Having decided on rats as my theme (I have had several pet rats over the years and just loved the idea of collecting all those cute rat cards) I was ready to head on over to the Gatherer (Wizard’s official magic card search engine). Searching for “rat” and “rats” I was able to come up with a list of cards that I could include in my deck. As the commander in a commander deck determines the colours that are allowed in that deck and pretty much all rat related cards turned out to be black this deck was to be a “mono-black” deck.
The Art of the Pull
For competitive purposes, I needed to build a deck in one of the most regularly played formats, “Standard” or “Modern.” I decided on standard as I already had some cards from the most recent sets after buying a few booster packs. “Ripping” boosters is one of the most fun parts of Magic. From these boosters, you “pull” a variety of cards. These can be cards you need or cards that have good trade value. Unfortunately building decks this way requires a high luck factor and can quickly become expensive. Those on a budget can buy “Planeswalker Decks” which immediately grant you a playable and balanced 60 card deck. Deck builder’s toolkits allow you to quickly get started in more advanced deck building for recent sets. These products are a great way to start collecting and will allow you to build semi-competitive decks with minimum effort.
Once you have played a few games you will have a good idea of what you like to play. In my case, I loved aggro decks that spawn lots of little creatures to fight for me.
Testing your Metal
Let me at ’em!
Once you have a few games under your belt you can venture into the world of competitive play and compete for prizes in events like the weekly Friday Night Magic games hosted at Athena. Wizards of the Coast encourage all their stores to host regular games on a Friday night so this is the best time to come on in and try your luck. There are a variety of event types. Standard has you bring your own deck to play. Conversely, there are Draft events where players open packs to build a brand new deck from the ground up. Events like these are a fantastic way to test your new Standard or Modern decks or build your collection and learn about deck building by playing in “Drafts.”
So far I have played in several events. I got roundly thrashed in my first event, which was a draft. However, I learned a tonne about the game from the other players. They were also more than happy to help me with my drafting. I even managed a second place win at a Standard Showdown.

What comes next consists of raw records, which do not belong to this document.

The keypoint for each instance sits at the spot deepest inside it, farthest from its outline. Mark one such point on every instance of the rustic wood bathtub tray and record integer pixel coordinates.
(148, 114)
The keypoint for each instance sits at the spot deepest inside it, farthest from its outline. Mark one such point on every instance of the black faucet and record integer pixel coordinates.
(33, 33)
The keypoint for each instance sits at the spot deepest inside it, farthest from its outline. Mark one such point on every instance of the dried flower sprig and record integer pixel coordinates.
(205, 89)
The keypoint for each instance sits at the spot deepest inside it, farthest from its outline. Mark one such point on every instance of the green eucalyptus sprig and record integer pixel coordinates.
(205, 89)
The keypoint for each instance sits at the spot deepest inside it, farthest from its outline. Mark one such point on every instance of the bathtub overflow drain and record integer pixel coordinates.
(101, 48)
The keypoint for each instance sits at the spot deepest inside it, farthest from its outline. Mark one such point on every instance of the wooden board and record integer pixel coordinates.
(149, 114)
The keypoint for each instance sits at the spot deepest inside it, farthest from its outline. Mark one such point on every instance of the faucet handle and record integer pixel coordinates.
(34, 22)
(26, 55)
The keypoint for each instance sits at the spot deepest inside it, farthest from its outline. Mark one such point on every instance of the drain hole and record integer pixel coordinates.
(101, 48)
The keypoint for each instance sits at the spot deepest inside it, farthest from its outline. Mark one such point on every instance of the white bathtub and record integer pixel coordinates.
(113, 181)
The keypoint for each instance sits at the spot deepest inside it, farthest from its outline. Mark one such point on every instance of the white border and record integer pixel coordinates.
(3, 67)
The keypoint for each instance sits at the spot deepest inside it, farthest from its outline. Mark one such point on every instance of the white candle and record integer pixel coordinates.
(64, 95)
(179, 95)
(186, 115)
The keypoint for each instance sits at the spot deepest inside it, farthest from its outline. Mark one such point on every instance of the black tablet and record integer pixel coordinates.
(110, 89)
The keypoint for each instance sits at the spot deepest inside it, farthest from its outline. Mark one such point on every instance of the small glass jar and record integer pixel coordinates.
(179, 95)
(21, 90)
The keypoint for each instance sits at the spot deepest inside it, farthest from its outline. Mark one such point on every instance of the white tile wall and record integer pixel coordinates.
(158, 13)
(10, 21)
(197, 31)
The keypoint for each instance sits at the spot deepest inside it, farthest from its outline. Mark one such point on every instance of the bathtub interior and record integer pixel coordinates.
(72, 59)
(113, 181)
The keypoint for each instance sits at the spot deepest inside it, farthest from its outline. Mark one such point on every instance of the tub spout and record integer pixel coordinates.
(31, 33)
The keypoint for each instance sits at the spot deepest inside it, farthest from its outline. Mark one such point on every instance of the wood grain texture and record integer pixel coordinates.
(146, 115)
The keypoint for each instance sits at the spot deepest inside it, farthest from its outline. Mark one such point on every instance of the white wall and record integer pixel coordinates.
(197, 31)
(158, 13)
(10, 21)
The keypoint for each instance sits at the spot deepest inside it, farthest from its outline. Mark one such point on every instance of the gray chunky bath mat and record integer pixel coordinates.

I thoroughly enjoyed the Amonkhet “nooby” prerelease hosted at Athena. In this pre-release event, I had the most fun I have ever had playing Magic. This prerelease event was some of the most fun I have had playing Magic so far. Like a draft, all players were building a deck with new cards pulled from booster packs.
This particular event was designed to be much more casual with prizes awarded in a flat structure. This meant that all players would come away with the same number of boosters, regardless of performance. Leading to an extremely relaxed atmosphere where all players new and old came together to help one another learn.
Athena will be hosting another prerelease weekend for the new set, Hour of Devastation, which will include a number of events to play in over the weekend as well as a new type of casual event geared towards new and casual players as well as those with less free time (see the event page for more info.)
The cycle of old players helping the new makes Magic, and hobby games in general, so much more pleasurable to learn than any competitive video game I have ever played. So what are you waiting for? Get down to Athena Games today and ignite that spark.
See you in the multiverse, Planeswalker.